1

In making scatterplot for correlations between two continuous variables, can we use the choice cubic instead of linear choice in "create a fit line at total", as shown in the copied Figure, please? does this sort of Figure acceptable scientifically to show negative correlation?

enter image description here enter image description here

user271931
  • 11
  • 1
  • 1
    It seems that your SPSS plot shows a regression, not a correlation. As you know, (ordinary) regression assumes (virtually) no error in the predictor, X. In correlation, no such assumption is made, both variables (X1 and X2, if you like) are uncertain. The correlation line must hence minimise distance to observed values perpendicular to the line itself.
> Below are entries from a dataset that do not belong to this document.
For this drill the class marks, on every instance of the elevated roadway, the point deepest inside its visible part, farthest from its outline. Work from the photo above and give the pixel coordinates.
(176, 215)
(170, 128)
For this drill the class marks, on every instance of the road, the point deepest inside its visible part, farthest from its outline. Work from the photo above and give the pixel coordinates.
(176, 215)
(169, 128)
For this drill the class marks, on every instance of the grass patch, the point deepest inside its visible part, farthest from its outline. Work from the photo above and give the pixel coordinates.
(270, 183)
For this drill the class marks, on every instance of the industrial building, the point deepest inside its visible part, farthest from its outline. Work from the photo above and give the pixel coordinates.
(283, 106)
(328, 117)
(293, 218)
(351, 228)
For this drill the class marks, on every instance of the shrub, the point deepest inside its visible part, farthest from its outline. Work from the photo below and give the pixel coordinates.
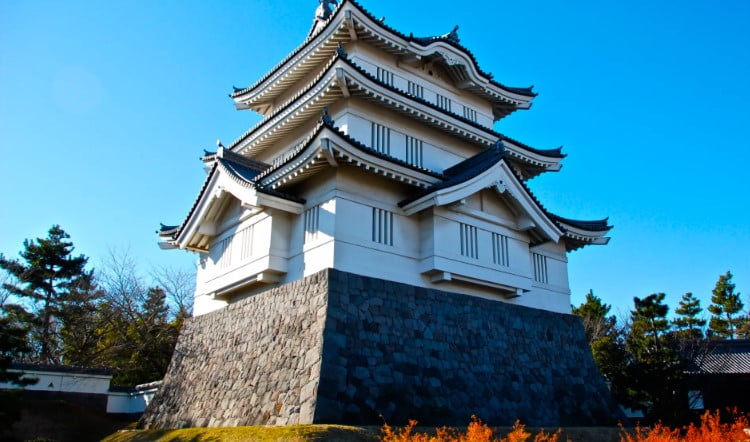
(711, 429)
(477, 431)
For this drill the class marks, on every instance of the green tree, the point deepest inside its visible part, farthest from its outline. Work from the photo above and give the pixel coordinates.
(655, 369)
(46, 274)
(13, 346)
(138, 332)
(687, 323)
(606, 341)
(725, 309)
(595, 316)
(81, 323)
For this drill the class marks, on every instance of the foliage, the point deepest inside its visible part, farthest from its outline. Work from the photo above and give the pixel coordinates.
(596, 319)
(725, 308)
(47, 275)
(687, 324)
(138, 332)
(68, 314)
(292, 433)
(656, 368)
(13, 344)
(477, 431)
(711, 429)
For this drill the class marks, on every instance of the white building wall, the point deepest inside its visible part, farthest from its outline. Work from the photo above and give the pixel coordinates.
(63, 382)
(424, 247)
(440, 150)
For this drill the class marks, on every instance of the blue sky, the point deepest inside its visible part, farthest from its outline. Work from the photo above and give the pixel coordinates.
(105, 108)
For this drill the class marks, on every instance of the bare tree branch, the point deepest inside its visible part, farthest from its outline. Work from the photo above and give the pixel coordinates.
(179, 285)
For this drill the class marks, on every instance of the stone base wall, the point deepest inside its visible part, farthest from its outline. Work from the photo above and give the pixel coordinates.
(342, 348)
(254, 362)
(407, 352)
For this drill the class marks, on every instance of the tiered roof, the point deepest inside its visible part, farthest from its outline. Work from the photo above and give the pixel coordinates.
(327, 146)
(350, 22)
(502, 163)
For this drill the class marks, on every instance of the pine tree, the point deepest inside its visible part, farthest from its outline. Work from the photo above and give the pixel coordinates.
(46, 274)
(81, 323)
(725, 309)
(655, 369)
(595, 316)
(687, 323)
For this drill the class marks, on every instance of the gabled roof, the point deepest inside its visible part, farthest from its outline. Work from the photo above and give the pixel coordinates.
(487, 169)
(327, 145)
(723, 357)
(237, 175)
(341, 73)
(340, 27)
(59, 368)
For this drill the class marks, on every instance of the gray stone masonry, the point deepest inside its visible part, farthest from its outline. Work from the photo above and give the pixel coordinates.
(255, 362)
(342, 348)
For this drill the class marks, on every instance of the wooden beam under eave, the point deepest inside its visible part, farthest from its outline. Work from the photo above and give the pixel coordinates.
(341, 82)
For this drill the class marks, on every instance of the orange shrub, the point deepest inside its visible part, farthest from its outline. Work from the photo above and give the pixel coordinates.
(477, 431)
(710, 430)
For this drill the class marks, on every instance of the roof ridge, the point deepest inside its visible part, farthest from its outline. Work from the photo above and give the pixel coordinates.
(338, 55)
(242, 160)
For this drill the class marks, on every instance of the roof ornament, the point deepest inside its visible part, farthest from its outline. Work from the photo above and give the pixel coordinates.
(453, 35)
(322, 14)
(340, 50)
(327, 117)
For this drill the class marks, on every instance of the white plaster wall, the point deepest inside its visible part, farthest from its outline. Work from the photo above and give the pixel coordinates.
(423, 244)
(427, 75)
(440, 150)
(129, 403)
(64, 382)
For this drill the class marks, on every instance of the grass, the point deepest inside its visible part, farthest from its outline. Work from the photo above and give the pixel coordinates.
(710, 429)
(292, 433)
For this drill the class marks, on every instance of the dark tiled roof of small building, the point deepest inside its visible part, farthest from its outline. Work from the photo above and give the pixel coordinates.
(723, 357)
(593, 226)
(58, 368)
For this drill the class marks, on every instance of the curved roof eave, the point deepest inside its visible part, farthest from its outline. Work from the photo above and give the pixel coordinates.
(337, 19)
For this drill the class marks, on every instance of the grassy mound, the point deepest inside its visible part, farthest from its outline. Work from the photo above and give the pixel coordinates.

Model 2 regressions (as a special case of "error-in-variable" models) can fit such models, but I have only ever seen linear ones. See also https://stats.stackexchange.com/questions/159261/errors-in-variables-multivariate-polynomial-regression-r – Carsten Jan 26 '20 at 19:52

1 Answers1

0

Yes and no, mostly no. Correlation asks for how strong the linear relationship is between two variables. Although a cubic fit to data may be more explanatory than a linear one, that does not mean that we can extract a better correlation from a cubic, not directly anyway. For example, for a cubic under the conditions of relative monotonicity the linear term (proportional to $x$) and cubic term (proportional to $x^3$) are more related to correlation in some transformed coordinate system, and the squared term (proportional to $x^2$) often less so. However, that argument would likely be rejected if it were, for example, included in an article for publication because such methodology has not been characterized, and more direct approaches for obtaining improved correlation are available.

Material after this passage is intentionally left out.